Dopo la rivoluzione del 1979 l’Iran visse un’inaspettata demonizzazione della musica, da sempre parte integrante del patrimonio culturale nazionale. In pochi mesi si passò dal rigetto della “qarbzadegi” – l’influenza occidentale considerata intossicante – alla proibizione tout court di ogni forma musicale, percepita come veicolo di corruzione morale.
L’avvento della guerra con l’Iraq, nell’autunno del 1980, indusse però i guardiani della Repubblica islamica a rivedere questa rigida impostazione: la musica tradizionale e religiosa venne riammessa per sostenere il morale popolare e alimentare la propaganda di regime. Rimaneva però in bilico il destino della musica classica, priva di testi potenzialmente censurabili ma saldamente ancorata alla tradizione occidentale. Nei decenni successivi essa si è affermata come strumento di protesta silenziosa e coraggiosa, costantemente esposta a revoche e sospensioni dell’autorizzazione alle esecuzioni.
Le pesanti sanzioni internazionali trascinarono gli artisti in un mercato clandestino degli strumenti musicali, mentre i concerti venivano organizzati in sale segrete o sotto forma di jam session fuori Teheran, spesso contaminati da sonorità tradizionali. È in questo contesto che, nella metà degli anni Ottanta, Mohammad-Reza Lofti – rifugiatosi a Firenze – si esercitava a pronunciare vocaboli italiani scoprendoli sugli spartiti: “andante”, “allegretto” eccetera.
Intanto a Teheran si sperimentavano nuovi percorsi: si rilanciava la Tazieh, forma artistica tradizionale vicina all’opera lirica, mentre il Barocco di Bach, considerato rivoluzionario come il punk in Occidente, circolava tra appassionati sotto il velo della clandestinità.
Alle radici di questa travagliata vicenda si trovano i tentativi novecenteschi di modernizzazione inaugurati da Nasser Al-Din Shah, che nel XIX secolo commissionò all’occidentale Jean Baptiste Lemaire l’inno “Giovane Iran” e fece costruire un grande teatro dell’opera vicino al Palazzo di Golestan. Nel secolo successivo, durante il regno dei Pahlavi, sorsero l’Orchestra Sinfonica di Teheran (1933), la Tehran Opera Company (1957) e la National Ballet Company (1958), nonché il sontuoso Roudaki Hall, oggi noto come Vahdat Hall.

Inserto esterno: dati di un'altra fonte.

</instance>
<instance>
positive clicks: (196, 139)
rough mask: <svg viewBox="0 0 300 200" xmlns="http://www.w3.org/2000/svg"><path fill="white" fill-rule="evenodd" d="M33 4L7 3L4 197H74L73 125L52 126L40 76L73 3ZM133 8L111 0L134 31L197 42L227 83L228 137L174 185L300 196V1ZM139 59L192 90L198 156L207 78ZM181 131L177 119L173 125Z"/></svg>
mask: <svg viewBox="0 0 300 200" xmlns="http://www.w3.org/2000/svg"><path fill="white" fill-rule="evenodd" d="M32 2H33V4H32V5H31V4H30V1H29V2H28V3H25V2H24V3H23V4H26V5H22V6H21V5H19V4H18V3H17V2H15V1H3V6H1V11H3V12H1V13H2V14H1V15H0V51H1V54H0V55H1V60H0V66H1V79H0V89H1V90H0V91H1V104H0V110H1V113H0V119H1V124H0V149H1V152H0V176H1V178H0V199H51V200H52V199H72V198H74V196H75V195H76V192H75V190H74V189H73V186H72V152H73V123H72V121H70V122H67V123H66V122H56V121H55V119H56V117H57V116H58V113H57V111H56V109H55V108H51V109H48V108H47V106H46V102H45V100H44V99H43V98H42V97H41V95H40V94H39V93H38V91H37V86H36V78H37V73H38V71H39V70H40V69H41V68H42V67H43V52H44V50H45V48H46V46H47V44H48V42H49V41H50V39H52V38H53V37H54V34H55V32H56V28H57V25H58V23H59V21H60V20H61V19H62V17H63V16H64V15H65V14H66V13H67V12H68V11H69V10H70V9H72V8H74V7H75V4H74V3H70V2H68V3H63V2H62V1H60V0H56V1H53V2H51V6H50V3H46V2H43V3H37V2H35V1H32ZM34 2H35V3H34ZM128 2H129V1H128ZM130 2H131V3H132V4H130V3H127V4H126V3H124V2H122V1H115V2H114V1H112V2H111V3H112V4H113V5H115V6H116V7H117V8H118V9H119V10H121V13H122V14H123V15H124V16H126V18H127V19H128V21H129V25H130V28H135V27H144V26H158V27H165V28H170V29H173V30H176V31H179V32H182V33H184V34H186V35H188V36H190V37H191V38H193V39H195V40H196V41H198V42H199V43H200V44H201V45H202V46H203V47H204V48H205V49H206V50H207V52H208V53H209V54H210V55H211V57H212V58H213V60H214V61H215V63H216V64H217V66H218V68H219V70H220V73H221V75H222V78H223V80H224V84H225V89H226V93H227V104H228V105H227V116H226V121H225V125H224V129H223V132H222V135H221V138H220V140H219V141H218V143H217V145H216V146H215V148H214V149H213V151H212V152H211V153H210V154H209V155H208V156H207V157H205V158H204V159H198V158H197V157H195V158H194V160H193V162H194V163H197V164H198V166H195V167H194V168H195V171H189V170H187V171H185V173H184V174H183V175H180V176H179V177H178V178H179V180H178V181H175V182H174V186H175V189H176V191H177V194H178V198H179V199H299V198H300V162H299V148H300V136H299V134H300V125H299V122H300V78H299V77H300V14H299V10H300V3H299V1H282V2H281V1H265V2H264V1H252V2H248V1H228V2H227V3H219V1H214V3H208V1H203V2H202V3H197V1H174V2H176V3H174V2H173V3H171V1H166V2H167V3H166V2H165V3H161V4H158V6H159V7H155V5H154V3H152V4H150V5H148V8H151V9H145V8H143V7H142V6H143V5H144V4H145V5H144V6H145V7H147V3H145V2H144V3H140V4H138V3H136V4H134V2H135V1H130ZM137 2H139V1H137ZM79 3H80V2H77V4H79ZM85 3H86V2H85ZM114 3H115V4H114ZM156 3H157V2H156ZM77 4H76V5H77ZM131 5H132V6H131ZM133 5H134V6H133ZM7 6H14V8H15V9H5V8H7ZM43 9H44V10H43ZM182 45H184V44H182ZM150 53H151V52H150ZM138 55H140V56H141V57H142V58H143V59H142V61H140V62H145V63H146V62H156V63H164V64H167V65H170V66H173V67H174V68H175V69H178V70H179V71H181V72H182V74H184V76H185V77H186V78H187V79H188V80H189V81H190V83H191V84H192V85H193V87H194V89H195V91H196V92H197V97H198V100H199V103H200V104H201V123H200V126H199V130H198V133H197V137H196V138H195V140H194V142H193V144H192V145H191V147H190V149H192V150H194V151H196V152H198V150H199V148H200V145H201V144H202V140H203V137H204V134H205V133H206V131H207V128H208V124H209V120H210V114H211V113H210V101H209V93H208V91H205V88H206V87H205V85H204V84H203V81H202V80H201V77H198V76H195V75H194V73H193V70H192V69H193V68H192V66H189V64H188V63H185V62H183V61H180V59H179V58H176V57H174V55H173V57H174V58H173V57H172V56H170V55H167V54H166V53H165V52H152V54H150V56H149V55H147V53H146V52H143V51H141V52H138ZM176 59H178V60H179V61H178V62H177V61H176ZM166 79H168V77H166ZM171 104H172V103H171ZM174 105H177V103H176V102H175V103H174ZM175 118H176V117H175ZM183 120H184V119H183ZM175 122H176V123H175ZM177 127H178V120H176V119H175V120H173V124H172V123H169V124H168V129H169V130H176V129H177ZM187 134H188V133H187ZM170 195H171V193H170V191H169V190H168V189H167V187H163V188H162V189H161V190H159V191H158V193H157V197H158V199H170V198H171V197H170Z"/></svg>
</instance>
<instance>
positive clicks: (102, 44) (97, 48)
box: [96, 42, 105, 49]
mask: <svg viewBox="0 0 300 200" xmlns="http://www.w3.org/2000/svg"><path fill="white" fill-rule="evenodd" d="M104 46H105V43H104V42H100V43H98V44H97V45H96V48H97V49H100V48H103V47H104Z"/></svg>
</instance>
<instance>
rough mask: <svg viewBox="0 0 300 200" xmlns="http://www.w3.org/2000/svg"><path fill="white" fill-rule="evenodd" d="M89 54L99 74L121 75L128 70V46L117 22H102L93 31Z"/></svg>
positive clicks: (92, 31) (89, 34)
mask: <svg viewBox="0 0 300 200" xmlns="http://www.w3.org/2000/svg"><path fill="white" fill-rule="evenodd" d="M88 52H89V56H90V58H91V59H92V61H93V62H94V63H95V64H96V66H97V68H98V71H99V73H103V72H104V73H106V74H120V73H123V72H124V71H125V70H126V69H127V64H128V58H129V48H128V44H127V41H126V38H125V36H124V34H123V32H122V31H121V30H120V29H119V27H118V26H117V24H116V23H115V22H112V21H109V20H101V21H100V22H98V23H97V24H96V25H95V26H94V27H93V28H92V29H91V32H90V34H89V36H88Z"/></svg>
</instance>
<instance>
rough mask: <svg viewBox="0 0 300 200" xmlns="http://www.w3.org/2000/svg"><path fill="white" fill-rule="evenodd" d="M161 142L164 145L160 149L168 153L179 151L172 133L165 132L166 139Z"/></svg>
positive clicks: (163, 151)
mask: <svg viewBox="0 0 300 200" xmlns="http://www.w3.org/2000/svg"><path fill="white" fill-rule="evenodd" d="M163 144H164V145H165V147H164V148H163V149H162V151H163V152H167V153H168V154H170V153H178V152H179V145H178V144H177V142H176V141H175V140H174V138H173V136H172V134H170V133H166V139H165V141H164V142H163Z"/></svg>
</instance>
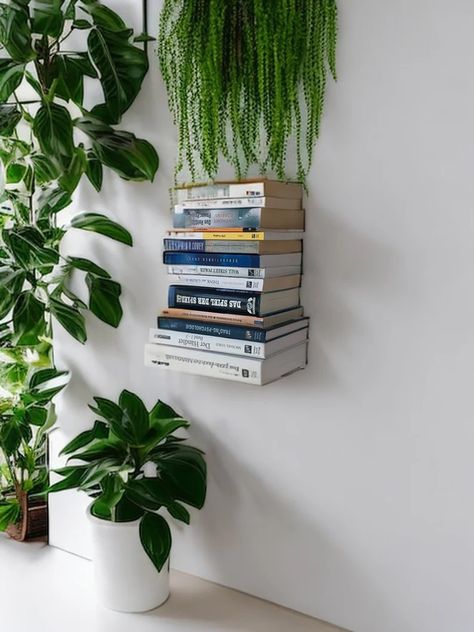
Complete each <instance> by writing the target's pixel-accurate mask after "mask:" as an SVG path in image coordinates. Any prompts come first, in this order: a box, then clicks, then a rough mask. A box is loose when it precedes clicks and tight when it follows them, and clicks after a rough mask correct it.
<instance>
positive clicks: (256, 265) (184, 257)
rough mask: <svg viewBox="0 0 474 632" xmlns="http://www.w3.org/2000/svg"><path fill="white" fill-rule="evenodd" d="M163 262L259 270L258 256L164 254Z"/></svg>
mask: <svg viewBox="0 0 474 632" xmlns="http://www.w3.org/2000/svg"><path fill="white" fill-rule="evenodd" d="M163 262H164V263H166V264H167V265H181V266H203V265H204V266H233V267H235V268H261V267H262V266H261V265H260V255H246V254H224V253H220V254H219V253H209V252H164V253H163Z"/></svg>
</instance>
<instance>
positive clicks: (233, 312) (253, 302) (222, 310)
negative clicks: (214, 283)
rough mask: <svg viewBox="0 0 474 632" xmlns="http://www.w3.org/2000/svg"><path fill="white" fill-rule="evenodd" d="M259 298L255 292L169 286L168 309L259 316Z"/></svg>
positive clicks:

Proprio in quest’ultima sede, nel marzo 2014, si registrò un’apertura storica: una cantante tornò sul palco in un allestimento di Gianni Schicchi di Puccini con il Teheran Opera Ensemble, figlio della vecchia Opera Company. L’evento coincideva con i primi mesi del governo di Hassan Rouhani, apparso inizialmente favorevole a un’apertura culturale che però si rivelò effimera. Quando nel 2015 la censura tornò a soffocare le esecuzioni, il direttore d’orchestra Ali Rahbari protestò duramente: “Ho detto che ci esibiremo tutti insieme o lasceremo la sala. Finché sarò il direttore di quest’orchestra, non permetterò questo tipo di trattamento”.
Da allora i concerti possono essere annullati anche pochi minuti prima dell’inizio, ma il pubblico non viene meno: la passione per la musica classica, assimilata come qualsiasi altra forma artistica, si nutre di quella tensione tra proibizione e desiderio di partecipazione. Manifestazioni come il Fajr International Music Festival e ospiti internazionali – dalla Fondazione del Festival Pucciniano nel 2017 al concerto di Riccardo Muti con il progetto “Road of Friendship” – confermano l’attrazione globale verso un repertorio che in Iran ha trovato un doppio registro: strumento di propaganda, ma anche cassa di risonanza di un malessere civile, dove le note diventano linguaggio di libertà.